By the time I was with my second girlfriend I’d grown my hair back out, rebelling against that abusive ex-boyfriend I mentioned. Men didn’t believe us when we said we were a couple, and frankly I think the fact that we both had long hair had something to do with it.

When I started dating again after she and I broke up, I was acutely aware that there was a queer beauty standard, and it was one I didn’t fit. With my long hair, my makeup, my long nails and my miniskirts, when I went to gay bars, everyone assumed I was a straight girl there to dance. I’ve had so many people tell me my hair, more than any other aspect of my presentation, discredits my gender identity that I’ve lost count.

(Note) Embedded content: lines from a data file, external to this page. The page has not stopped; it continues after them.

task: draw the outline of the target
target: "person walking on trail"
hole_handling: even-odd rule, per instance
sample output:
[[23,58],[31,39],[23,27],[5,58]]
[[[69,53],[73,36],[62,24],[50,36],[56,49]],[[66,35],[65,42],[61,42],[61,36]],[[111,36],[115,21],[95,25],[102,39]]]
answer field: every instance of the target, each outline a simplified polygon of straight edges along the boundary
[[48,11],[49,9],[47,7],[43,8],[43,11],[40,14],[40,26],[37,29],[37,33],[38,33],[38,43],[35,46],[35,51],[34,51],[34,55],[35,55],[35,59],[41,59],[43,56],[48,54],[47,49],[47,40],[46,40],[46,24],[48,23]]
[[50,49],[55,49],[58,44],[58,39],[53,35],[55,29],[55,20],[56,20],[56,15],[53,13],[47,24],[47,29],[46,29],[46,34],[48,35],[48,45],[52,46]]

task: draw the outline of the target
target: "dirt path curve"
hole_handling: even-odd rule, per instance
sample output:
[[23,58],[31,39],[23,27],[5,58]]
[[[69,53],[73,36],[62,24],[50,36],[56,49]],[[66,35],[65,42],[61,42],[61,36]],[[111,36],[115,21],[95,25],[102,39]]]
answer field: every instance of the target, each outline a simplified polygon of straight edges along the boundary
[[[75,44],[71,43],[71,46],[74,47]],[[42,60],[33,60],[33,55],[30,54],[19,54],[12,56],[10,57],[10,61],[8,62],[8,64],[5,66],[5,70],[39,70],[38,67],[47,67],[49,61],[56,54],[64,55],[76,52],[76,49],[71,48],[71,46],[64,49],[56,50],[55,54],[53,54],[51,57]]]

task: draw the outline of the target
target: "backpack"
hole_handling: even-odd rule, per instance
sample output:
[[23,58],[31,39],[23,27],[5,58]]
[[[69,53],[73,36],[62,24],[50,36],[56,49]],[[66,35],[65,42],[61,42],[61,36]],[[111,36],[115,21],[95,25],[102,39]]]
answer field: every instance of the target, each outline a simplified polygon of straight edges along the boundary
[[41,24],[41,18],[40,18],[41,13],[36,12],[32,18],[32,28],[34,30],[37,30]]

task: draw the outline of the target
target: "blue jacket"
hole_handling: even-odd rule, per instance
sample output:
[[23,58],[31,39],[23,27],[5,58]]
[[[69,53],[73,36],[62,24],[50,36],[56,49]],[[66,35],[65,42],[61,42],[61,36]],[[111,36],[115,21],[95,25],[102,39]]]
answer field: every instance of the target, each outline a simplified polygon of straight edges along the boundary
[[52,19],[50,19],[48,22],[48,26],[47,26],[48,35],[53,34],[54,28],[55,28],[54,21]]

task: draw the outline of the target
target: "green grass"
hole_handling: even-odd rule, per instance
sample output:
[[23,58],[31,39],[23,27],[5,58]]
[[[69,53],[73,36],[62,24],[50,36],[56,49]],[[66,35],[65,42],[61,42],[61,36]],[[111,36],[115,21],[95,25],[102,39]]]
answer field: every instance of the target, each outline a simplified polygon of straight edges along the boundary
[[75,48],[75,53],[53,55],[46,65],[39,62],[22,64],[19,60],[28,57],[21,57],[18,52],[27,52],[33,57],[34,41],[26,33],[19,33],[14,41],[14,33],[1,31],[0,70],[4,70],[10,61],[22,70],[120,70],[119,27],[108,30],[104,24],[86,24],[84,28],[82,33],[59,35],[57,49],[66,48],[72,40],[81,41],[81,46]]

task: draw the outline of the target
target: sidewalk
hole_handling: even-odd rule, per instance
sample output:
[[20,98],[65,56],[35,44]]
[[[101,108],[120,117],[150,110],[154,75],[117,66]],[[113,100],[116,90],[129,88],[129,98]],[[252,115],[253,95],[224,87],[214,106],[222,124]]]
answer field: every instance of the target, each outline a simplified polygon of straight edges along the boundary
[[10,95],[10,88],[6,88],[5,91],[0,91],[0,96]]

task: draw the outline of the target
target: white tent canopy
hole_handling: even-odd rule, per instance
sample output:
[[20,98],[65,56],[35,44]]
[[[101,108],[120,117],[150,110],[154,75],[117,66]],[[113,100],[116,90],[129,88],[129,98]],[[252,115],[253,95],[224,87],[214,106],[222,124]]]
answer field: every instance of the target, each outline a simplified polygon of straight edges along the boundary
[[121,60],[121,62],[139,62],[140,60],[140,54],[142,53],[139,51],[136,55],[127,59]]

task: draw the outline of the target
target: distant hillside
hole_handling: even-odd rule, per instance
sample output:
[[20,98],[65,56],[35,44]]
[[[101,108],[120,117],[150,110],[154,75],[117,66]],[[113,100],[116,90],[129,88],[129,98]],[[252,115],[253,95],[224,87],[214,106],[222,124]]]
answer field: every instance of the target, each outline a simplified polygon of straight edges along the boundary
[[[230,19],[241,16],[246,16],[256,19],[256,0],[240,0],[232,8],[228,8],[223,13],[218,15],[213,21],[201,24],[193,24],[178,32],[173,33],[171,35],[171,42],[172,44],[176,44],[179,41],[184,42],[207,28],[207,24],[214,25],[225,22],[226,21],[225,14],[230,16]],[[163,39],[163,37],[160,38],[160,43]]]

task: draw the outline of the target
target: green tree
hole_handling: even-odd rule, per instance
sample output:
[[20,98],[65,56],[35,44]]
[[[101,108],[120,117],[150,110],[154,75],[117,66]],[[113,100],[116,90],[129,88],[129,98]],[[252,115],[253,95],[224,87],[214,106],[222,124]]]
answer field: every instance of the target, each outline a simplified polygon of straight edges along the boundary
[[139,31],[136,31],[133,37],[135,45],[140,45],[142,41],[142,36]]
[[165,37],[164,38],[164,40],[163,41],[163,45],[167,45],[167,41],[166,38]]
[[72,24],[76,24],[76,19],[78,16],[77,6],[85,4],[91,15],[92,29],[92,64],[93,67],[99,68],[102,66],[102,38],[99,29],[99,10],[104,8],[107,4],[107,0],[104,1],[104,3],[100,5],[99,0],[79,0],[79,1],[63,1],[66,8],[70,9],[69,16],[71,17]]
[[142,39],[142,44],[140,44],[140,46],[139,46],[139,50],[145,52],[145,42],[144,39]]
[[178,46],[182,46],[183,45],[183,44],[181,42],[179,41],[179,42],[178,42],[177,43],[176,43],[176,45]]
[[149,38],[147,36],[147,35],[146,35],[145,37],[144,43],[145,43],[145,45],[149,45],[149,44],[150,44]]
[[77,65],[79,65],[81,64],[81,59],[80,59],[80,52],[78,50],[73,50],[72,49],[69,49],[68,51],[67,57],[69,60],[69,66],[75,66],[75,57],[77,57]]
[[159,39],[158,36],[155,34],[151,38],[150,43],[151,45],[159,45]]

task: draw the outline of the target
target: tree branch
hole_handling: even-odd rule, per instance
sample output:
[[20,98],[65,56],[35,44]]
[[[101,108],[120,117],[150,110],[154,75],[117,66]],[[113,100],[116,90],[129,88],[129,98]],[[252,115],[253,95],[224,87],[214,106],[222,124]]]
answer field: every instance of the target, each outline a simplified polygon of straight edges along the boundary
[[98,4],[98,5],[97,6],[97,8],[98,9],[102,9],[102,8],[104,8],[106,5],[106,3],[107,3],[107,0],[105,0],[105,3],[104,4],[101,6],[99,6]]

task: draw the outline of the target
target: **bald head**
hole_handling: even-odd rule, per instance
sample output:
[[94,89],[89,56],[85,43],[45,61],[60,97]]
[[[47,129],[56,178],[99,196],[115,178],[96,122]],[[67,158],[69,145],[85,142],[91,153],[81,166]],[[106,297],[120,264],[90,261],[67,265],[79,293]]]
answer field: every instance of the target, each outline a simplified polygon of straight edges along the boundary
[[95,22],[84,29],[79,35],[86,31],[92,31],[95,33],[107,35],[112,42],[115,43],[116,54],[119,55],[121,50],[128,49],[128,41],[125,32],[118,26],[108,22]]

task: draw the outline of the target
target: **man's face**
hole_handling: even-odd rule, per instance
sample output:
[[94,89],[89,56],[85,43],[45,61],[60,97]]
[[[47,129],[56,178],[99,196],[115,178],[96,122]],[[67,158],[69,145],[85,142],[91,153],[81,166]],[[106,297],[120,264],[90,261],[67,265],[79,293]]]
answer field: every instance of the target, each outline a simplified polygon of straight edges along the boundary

I’m also sick of feeling like there’s some tacit agreement that my hair makes me somehow less of a feminist, because the asshole dudes who think what women do with their hair is somehow their business might approve of my hairstyle. I shouldn’t have to give a damn what those dudes think either way.

Admittedly, I am a sex worker, so concessions to the male gaze must be made here and there. (Mostly I don’t have as much ink as I would have if it wouldn’t really hurt my earning potential.) But my hair is not one of those concessions. Although I’ve had clients who specifically wanted to be sure I hadn’t cut it off before booking with me, they don’t see it loose anyway.

I wear my hair up in front of anyone who’s not my husband or immediate family. I get hit on a lot less in public with my hair up, but I also think people think I look less queer than ever. Because A: even if we accepted DFAB trans people with long hair, buns would probably still be unacceptable and B: I think a lot of people see what they think of as “married woman putting her hair up” as a sign of modesty, like I'm saving my "crown of glory" for the eyes on my husband/owner. As much as I may be into some weird stuff in terms of my private sex life, that has nothing to do with it.

I’m a sex worker, I make more money if I get naked, and I wanted to have one part of my body that wasn’t up for public display. It’s not a modesty thing, it’s a privacy thing, and it’s definitely not a gender or sexuality thing.

I’m sick of there being a dress code I have to conform to before my politics, my sexuality, and/or my gender are seen as valid.

I know for a lot of people a haircut can feel immensely liberating, but for me? It feels like an act of submission. My hair isn’t my femininity, my hair isn’t my womanhood, my hair is my freedom -- from my ex, from social norms concerning men’s (and women’s) appearance, from all that is tidy, clipped and authoritarian. My hair is long like a Cavalier fighting Puritans during the English Civil War, like a Viking, like a Spartan warrior. (Yes, they wore their hair long, and they got it done before big battles, so if you saw a Spartan whose ’do looked especially good, you knew to run the other way.)

Also if I ever see the term “queercut” again I will punch a wall. Can we quit doing the “really *insert type of people X* only look like *Insert narrow stereotyping physical description Y*” thing? I know who I am.